Apache Spark GraphX Project

1. Project Idea

1. We have taken an example of Employee-Relationship Data flow for this Spark GraphX Project.

2. In this project, we have used a self-made Employee-Relationship CSV data file for graphical evaluation.

3. Spark GraphX java project will run on Spark system and it will have graph data building logic.

4. Spring Java Client project will run on the Client system and it will show result data in graph and tabular format.

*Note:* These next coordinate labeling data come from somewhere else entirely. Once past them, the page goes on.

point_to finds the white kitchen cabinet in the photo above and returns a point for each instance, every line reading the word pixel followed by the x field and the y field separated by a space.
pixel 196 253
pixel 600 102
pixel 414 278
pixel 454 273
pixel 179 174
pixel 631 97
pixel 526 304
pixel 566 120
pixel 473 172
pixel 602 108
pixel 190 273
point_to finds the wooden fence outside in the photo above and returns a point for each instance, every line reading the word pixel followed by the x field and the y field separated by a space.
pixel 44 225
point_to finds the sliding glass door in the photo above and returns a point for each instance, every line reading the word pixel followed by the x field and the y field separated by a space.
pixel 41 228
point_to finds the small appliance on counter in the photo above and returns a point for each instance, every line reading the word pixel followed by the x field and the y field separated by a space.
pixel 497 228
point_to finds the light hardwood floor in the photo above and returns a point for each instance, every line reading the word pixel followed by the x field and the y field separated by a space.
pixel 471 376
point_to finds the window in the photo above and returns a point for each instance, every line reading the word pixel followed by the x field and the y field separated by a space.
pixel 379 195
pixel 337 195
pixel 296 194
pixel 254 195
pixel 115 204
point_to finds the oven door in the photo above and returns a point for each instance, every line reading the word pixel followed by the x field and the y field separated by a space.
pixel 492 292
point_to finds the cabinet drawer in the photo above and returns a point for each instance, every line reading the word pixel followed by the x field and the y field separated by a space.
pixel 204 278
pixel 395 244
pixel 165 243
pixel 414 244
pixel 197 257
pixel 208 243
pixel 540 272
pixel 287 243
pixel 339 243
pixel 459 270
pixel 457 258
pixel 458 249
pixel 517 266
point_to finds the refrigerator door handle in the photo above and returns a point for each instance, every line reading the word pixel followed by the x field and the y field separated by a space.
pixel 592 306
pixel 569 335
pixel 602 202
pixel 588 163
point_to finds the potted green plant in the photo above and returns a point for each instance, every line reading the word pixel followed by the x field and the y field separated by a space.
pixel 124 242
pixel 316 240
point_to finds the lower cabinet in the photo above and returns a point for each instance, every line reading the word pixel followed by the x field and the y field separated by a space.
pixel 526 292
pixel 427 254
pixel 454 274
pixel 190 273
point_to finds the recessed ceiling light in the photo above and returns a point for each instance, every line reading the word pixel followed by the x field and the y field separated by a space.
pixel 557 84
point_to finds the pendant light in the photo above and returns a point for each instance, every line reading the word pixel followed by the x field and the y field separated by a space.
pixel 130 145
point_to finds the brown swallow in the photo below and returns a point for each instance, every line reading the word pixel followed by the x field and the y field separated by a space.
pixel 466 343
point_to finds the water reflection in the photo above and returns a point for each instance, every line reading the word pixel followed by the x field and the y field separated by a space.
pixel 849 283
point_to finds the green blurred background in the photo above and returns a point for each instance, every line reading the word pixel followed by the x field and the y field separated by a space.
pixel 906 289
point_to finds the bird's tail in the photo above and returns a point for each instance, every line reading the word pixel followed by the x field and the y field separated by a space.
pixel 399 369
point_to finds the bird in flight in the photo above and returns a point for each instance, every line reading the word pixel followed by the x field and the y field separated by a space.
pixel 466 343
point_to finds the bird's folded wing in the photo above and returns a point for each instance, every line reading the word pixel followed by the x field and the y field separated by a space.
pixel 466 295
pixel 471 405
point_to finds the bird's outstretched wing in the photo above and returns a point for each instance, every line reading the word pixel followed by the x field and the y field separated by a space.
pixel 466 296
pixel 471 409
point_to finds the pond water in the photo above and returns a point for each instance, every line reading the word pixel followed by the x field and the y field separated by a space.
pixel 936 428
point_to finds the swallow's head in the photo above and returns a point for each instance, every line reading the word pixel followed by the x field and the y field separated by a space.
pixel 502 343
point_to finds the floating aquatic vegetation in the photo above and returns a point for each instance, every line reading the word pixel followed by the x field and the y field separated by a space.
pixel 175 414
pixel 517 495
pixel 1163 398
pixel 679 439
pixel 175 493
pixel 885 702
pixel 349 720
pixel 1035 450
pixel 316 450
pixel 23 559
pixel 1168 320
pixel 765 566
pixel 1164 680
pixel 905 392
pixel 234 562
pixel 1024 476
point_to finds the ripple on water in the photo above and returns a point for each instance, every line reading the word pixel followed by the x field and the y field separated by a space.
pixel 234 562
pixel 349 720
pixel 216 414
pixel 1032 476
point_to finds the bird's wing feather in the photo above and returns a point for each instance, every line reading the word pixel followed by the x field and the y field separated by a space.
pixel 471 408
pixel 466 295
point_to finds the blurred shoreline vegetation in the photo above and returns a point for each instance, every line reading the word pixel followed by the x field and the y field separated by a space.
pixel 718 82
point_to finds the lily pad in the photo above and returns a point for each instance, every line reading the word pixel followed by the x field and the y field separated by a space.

2. Spark GraphX Project Workflow

a.   Start the Client system and Spark system. spark_graphx-project_workflow01
b.   The client system generates an employee relation evaluation request to the Spark system. spark_graphx-project_workflow02
c.   Spark system process client request and after successful execution of the program, Spark will upload the result to Client System. spark_graphx-project_workflow03
d.   After uploading the successful result to the Client system, it will show the result in graph and table format. spark_graphx-project_workflow04

3. Building Of Project

To run this project you can install VM (Virtual Machine) on your local system and configured Spark on that. After this configuration, your local system will work as a client system and Spark VM will work as a Spark system. Alternatively, you can take two systems which are communicating with each other and on one of the system Spark is configured.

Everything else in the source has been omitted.